Ramblings of an aging IT geek
← Ramblings of an aging IT geek
ai

the spare gpu earns its keep

Getting a language model running locally on an old GTX 1080 over the Christmas break, and what 8GB of VRAM actually buys you.

A small robot figure against a dark background

There is a GTX 1080 in the bottom of a drawer that I have been meaning to do something with for about two years. Boxing Day, nothing on, family asleep, so I dug it out and put it in the spare desktop. The plan was modest: stop sending every idle curiosity to a web API and see what I could run on hardware I already own.

The answer, with 8GB of VRAM, is "more than I expected, less than the hype". You are not running anything enormous. But the smaller models that came out this year are genuinely useful, and they run on a card from 2016.

Getting the card to do anything

The first hour was the usual GPU pantomime. The 1080 is old enough that the drivers are stable and well understood, which is the one mercy here. On Ubuntu the run was roughly:

sudo apt install nvidia-driver-525
nvidia-smi   # confirm the card shows up

nvidia-smi reporting the card and its 8192MiB is the whole game. If that works, the rest is Python dependency archaeology, which is its own special kind of misery but at least a familiar one. I set up a fresh virtualenv per project because mixing CUDA-pinned torch builds across projects is how you lose an afternoon.

A close-up of a circuit board

What 8GB actually buys you

VRAM is the constraint that matters. A model has to fit, and once it does not fit, performance does not degrade gracefully, it falls off a cliff into system RAM and the whole thing crawls. So the trick is staying within budget.

The smaller models load fine and respond at a readable pace. Not instant, but you can have a conversation without checking your phone between tokens. Where it gets interesting is the things that are not chat: a local model summarising my own notes, never touching the internet, is quietly excellent. No rate limits, no "as an AI", no bill at the end of the month.
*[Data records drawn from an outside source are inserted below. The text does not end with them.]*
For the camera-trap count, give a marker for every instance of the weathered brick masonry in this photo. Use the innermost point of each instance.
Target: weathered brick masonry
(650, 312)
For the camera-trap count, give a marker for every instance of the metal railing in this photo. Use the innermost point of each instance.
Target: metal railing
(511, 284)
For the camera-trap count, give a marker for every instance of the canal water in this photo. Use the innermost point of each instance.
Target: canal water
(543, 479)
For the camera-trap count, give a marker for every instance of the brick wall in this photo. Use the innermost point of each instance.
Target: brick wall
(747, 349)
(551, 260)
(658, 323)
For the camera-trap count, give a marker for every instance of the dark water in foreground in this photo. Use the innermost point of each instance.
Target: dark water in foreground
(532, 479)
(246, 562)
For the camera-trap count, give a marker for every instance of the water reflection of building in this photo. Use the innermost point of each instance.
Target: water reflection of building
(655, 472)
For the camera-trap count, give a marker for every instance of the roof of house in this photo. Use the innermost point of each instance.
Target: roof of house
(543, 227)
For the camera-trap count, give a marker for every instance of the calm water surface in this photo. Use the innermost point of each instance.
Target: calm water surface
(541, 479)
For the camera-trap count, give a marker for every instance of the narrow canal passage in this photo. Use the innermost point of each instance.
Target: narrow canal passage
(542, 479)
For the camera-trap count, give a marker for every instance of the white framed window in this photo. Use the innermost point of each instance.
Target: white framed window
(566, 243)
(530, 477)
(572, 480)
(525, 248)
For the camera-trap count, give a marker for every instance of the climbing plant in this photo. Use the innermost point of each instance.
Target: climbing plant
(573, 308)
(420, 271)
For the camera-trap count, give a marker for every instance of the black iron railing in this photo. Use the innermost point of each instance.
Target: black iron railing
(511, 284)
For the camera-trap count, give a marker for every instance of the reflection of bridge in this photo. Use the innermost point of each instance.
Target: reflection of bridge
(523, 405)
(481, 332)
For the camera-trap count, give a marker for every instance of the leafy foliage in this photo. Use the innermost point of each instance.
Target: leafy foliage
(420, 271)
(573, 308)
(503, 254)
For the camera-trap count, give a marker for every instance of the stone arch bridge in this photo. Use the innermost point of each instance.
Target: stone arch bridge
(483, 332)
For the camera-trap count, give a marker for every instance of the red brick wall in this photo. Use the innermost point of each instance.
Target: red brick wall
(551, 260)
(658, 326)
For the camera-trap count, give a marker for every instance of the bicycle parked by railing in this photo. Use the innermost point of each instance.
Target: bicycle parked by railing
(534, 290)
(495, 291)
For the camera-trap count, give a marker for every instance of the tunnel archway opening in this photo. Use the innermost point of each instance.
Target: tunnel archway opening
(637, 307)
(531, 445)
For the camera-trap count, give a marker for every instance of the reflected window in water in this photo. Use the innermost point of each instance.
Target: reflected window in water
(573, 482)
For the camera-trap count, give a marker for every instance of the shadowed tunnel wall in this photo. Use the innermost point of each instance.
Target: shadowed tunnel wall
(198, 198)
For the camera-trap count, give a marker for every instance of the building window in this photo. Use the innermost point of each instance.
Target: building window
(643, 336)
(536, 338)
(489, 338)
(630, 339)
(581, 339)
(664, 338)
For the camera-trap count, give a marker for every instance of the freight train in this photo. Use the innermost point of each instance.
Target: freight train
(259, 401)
The quality is not what you get from the big hosted models, and I am not going to pretend otherwise. Ask it something it does not know and it will confidently invent an answer, same as the big ones, just with less polish on top. But for grunt work over text I already have, where I can check the output, it is fine. More than fine.

The genuine surprise was how little the card heated up. I expected the fans to spin up like a hairdryer. Mostly it sat there sipping power and getting on with it. A 2016 card, a drawer, and an afternoon, and now I have a language model that runs entirely on my own desk and owes nobody anything. That feels like the right trade.